@Pyrephox said:
@surreality Of course, then you run into those folk who say, "My character doesn't back down when intimidated, they go crazy and fight with every bit of combat dice they have." Which means that you get people walking around with all RAR I'M TOUGH because they put all their dice in combat, and none in social skills or resistance abilities. Because they know that if it comes to a social test, they can just move things to a combat footing, where no one doubts the effectiveness of their skills.

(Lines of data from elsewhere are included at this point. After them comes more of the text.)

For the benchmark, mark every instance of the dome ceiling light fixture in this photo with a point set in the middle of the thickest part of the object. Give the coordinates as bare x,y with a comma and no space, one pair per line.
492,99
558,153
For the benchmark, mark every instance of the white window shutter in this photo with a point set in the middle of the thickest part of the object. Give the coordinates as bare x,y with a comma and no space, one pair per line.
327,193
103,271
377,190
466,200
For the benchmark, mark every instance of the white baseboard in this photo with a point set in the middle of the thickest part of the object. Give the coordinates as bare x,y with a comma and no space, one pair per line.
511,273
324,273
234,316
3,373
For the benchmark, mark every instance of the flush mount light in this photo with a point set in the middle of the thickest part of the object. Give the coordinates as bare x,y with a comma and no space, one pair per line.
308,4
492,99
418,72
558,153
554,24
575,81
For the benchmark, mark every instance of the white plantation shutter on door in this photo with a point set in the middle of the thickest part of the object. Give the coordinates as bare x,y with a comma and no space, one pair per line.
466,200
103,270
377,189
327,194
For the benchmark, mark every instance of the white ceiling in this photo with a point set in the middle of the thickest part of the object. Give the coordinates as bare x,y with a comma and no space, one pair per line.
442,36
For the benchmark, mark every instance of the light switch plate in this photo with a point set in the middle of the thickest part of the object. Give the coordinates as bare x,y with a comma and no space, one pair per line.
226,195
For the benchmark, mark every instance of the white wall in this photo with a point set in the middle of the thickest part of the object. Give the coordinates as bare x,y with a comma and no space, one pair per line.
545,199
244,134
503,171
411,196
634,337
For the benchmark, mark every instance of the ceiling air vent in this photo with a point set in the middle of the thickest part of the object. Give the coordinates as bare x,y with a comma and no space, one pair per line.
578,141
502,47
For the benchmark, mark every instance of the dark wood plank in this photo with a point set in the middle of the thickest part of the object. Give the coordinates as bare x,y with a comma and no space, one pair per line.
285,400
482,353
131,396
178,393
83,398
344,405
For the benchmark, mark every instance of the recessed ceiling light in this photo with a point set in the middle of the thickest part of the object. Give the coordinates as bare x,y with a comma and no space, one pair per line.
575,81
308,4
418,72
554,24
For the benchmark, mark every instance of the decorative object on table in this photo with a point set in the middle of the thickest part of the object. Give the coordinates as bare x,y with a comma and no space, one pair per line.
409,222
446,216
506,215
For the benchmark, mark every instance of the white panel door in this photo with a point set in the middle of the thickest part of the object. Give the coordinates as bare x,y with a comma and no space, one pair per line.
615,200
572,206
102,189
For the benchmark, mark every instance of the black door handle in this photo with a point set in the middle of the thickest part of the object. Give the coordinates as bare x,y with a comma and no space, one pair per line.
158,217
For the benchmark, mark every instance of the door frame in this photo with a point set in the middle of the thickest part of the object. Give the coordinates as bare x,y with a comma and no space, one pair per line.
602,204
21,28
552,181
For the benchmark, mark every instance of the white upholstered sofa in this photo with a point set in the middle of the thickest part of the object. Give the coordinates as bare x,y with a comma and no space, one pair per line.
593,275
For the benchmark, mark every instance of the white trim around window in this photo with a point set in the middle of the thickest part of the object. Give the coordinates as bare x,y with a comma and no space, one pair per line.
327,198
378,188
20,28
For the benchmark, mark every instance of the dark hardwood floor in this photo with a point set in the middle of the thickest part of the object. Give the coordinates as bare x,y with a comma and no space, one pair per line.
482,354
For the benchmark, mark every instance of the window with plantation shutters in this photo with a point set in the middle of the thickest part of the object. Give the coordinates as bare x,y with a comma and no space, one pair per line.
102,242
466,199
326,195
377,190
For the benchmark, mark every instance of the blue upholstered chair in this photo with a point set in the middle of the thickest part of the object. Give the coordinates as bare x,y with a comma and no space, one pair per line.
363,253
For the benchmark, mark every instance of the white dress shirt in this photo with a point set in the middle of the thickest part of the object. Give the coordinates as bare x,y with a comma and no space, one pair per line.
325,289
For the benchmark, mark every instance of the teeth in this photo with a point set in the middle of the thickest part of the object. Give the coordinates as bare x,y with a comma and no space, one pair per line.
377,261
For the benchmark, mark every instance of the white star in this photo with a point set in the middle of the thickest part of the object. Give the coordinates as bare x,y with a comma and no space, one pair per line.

Basically, there are always assholes. You can't define a system by how assholes will use it, because every system just privileges a /different set/ of assholes. A system also can't stop assholes from being assholes - that job needs to fall to staff, and trying to offload basic game management skills to the system is one of the reasons why game cultures BECOME toxic. If, when someone skeeves on you by trying to dice-force you (and this kind of abuse is often really aimed at getting the /player/ to do something sexual) into TSing with them, then if you don't feel supported to say, "I don't feel comfortable with that kind of play with you. I don't mind if they get seduced, but we're not going to play it out, and my character will feel guilty in the morning, not fall in love with yours." and know that the staff has your back, then that's something wrong with the /game culture/. Because that sort of situation is not what any social resolution skill system is meant for. For that matter, you should be able to go to staff if someone is stalking you around the grid and /constantly/ rolling combat dice at you. "What my character would do," is not an excuse to be an asshole. "What the rules will technically let me do," is not an excuse to be an asshole. But as long as we keep trying to build and run games with the design goal of "not having to confront assholes with their asshole behavior", then game cultures are going to continue to be toxic, no matter what system is used.
Few differences.
- Active and reactive aren't at parity.
- Some (admittedly flawed) systems exist that demand that reaction in WoD, actually. (Kuruth, I'm looking at you and your triggers list.)
I'm not talking about forced roleplay, as FTB covers that and most sites allow for it.
I'm talking about people dictating the particulars in ways that are unreasonable bullshit and expecting you to suck it up.
I don't disagree that it's about forcing the player to do something in most cases. These situations get even uglier. The moment you say: I am not keen on this we need to ftb, which is intended to be 'drop to ooc negotiation and summary about what happens', people who aren't getting the TS (or whatever else they were looking for) tend to escalate to dictating a scripted outcome under their exclusive control into which you are not given as much input as you are due. And it's usually much nastier when it's due to the kind of thing you're talking about, re: the player isn't getting the joy they wanted out of the scene and directed at fucking up the other character as much as possible, and this is not what you get with combat. You can't recalibrate your combat damage to 'extra dickbag screw you damage' level after the roll is made like you can in this scenario, and that's an issue.
To put it on parity with combat, people behave as though the moment they succeed on the first roll, they get to ignore your defense and anything else they feel like to keep whaling on you. And that is not a thing.